TCPL/2.07_Type_Conversions

2.7 Type Conversions 类型转换

When an operator has operands of different types, they are converted to a common type according to a small number of rules. In general, the only automatic conversions are those that convert a "narrower" operand into a "wider" one without losing information, such as converting an integer into floating point in an expression like f + i. Expressions that don't make sense, like using a float as a subscript, are disallowed. Expressions that might lose information, like assigning a longer integer type to a shorter, or a floating-point type to an integer, may draw a warning, but they are not illegal.

当一个运算符的几个操作数类型不同时,就需要通过—些规则把它们转换为某种共同的类型。一般来说,自动转换是指把“比较窄的”操作数转换为“比较宽的”操作数,并且不丢失信息的转换,例如,在计算表达式f+i时,将整型变量i的值自动转换为浮点型(这里的变量f为浮点型)。不允许使用无意义的表达式,例如,不允许把float类型的表达式作为下标。针对可能导致信息丢失的表达式,编译器可能会给出警告信息,比如把较长的整型值赋给较短的整型变量,把浮点型值赋值给整型变量,等等,但这些表达式并不非法。

A char is just a small integer, so chars may be freely used in arithmetic expressions. This permits considerable flexibility in certain kinds of character transformations. One is exemplified by this naive implementation of the function atoi, which converts a string of digits into its numeric equivalent.

   /* atoi:  convert s to integer */
   int atoi(char s[])
   {
       int i, n;

       n = 0;
       for (i = 0; s[i] >= '0' && s[i] <= '9'; ++i)
           n = 10 * n + (s[i] - '0');
       return n;
   }

As we discussed in Chapter 1, the expression

    s[i] - '0'

gives the numeric value of the character stored in s[i], because the values of '0', '1', etc., form a contiguous increasing sequence.

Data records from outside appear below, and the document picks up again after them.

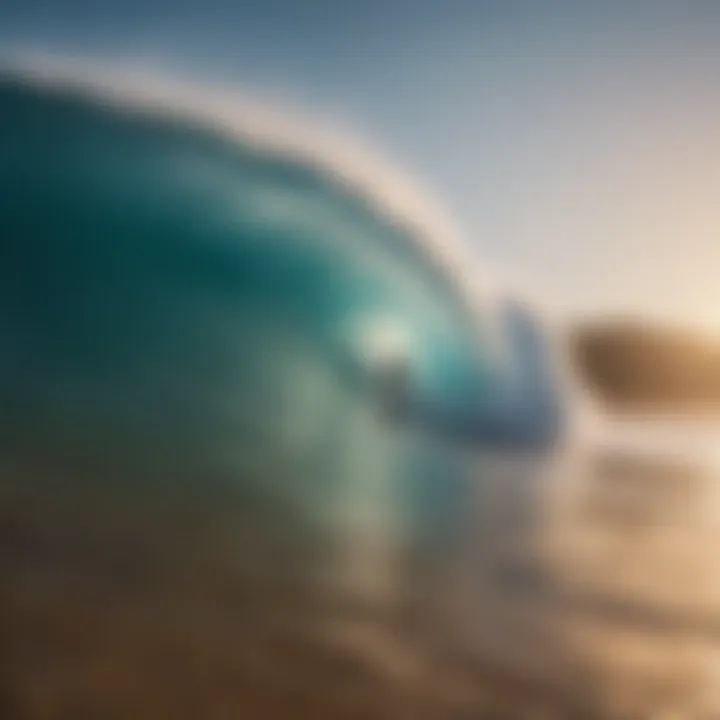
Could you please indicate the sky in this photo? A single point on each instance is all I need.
(575, 144)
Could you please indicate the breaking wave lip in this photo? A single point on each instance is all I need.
(239, 117)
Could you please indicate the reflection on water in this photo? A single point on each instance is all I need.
(260, 458)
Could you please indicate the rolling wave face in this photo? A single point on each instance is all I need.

由于char类型就是较小的整型,因此在算术表达式中可以自由使用char类型的变量,这就为实现某些字符转换提供了很大的灵活性。比如,下面的函数atoi就是一例,它将一串数字转换为相应的数值:

   1    /* atoi:  convert s to integer */
   2    int atoi(char s[])
   3    {
   4        int i, n;
   5 
   6        n = 0;
   7        for (i = 0; s[i] >= '0' && s[i] <= '9'; ++i)
   8            n = 10 * n + (s[i] - '0');
   9        return n;
  10    }

我们在第1章讲过,表达式

    s[i] - '0'

能够计算出s[i]中存储的字符所对应的数字值,这是因为'0'、'l'等在字符集中对应的数值是一个连续的递增序列。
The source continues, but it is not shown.